Bulking Up and Cutting Costs

With the greater bulk-handling capacity of the Flexicon equipment, up to four 495-lb. batches could be blended with acids in the pre-mix batch tank, which increased production. M & I engineers also installed an acid-strip-ping tank next to the pre-mix batch tank. The acid-stripping tank removed excess acids from the batch by esterification. This was previously done in the reactors. The pre-mix batch tank and the acid-stripping tank were engineered with a shared heat-exchange system, which reduced process time to five hours from nine hours, and further increasing the amount of material that could be blended. Following esterification, the blend was transferred to one of the two reactors.
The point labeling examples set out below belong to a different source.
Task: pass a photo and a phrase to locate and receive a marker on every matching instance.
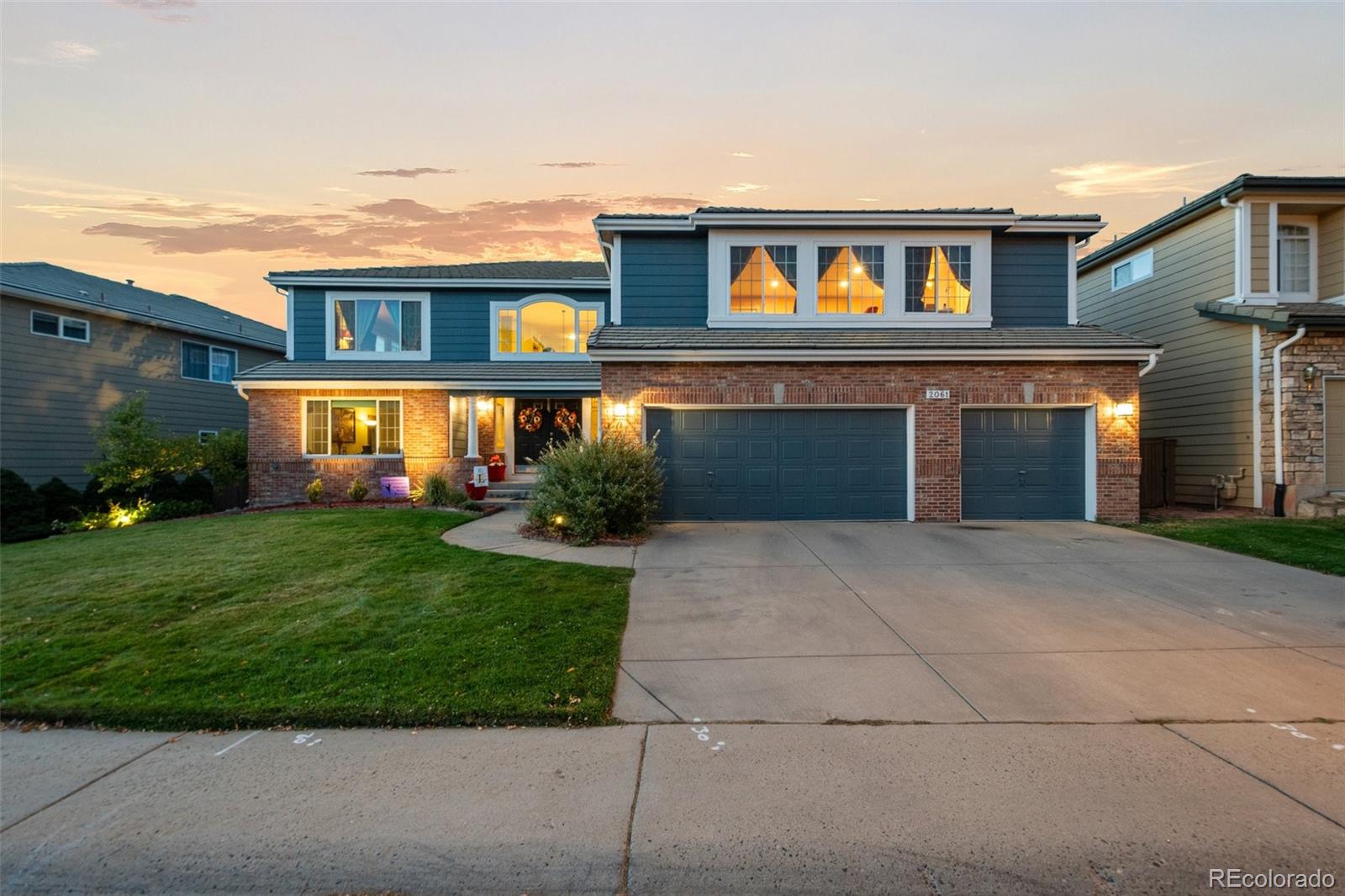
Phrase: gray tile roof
(475, 271)
(38, 279)
(1288, 315)
(612, 338)
(467, 373)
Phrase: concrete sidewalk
(672, 809)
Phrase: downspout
(1279, 430)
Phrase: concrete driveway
(988, 622)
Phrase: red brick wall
(938, 421)
(277, 472)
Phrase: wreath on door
(530, 419)
(567, 420)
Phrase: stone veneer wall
(1304, 414)
(938, 425)
(277, 472)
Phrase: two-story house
(791, 365)
(1244, 287)
(73, 345)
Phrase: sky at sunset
(195, 147)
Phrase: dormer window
(763, 280)
(377, 326)
(544, 327)
(841, 279)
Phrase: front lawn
(302, 618)
(1311, 544)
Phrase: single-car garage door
(1022, 463)
(827, 463)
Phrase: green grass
(303, 618)
(1311, 544)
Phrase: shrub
(22, 515)
(60, 502)
(588, 490)
(437, 492)
(134, 454)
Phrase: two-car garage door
(790, 463)
(851, 463)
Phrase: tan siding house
(65, 361)
(1234, 275)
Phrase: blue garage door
(1022, 465)
(783, 465)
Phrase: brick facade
(938, 424)
(277, 472)
(1304, 414)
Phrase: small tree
(134, 454)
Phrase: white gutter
(1279, 427)
(853, 354)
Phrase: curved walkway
(498, 533)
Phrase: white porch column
(472, 430)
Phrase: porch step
(1329, 505)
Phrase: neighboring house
(71, 346)
(794, 365)
(1246, 291)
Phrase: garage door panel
(1022, 463)
(786, 465)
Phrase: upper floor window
(545, 324)
(1134, 269)
(208, 362)
(60, 326)
(378, 326)
(851, 280)
(829, 279)
(1295, 260)
(763, 280)
(939, 279)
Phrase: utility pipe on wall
(1279, 430)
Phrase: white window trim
(303, 425)
(894, 302)
(331, 353)
(210, 361)
(497, 307)
(1297, 221)
(1129, 260)
(61, 326)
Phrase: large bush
(587, 490)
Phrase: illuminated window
(353, 427)
(763, 280)
(851, 280)
(939, 279)
(382, 326)
(545, 327)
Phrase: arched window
(544, 326)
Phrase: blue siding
(309, 323)
(459, 319)
(1029, 282)
(663, 280)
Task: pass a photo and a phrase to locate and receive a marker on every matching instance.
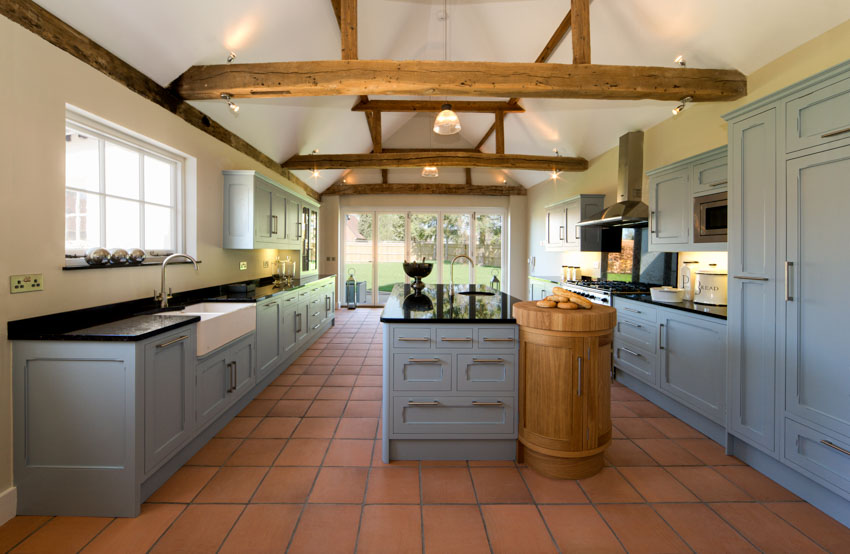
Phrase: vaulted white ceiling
(162, 38)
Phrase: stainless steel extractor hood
(629, 211)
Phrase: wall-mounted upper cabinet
(259, 213)
(562, 230)
(674, 201)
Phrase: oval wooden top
(598, 318)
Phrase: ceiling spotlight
(234, 107)
(447, 122)
(678, 109)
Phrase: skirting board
(8, 504)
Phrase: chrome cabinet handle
(788, 266)
(747, 278)
(169, 343)
(579, 376)
(834, 133)
(835, 447)
(627, 351)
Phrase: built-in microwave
(710, 218)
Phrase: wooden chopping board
(598, 318)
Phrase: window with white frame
(120, 191)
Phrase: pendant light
(447, 122)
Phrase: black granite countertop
(139, 319)
(436, 305)
(718, 312)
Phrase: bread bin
(710, 287)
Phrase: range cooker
(602, 292)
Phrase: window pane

When M & I moved its plant to Manchester, the Flexicon Bulk Bag Discharge and Conveyor System came along. It required slight modification because the companys engineers settled on a single 5.5-ton reactor to make Midel 7131, in place of the 1.1-ton reactors at Old Trafford. This eliminated the need for a pre-mix batch tank, since it accepted process batches of 1,980 pounds.

The new reactor can process about 5 tons every 12 hours, or 52 tons per work week. To meet the material needs of the new reactor, Flexicon only had to increase the height of the bulk bag discharger frame to 20 feet (from its original 13 feet), and extend the conveyor 6.6 feet.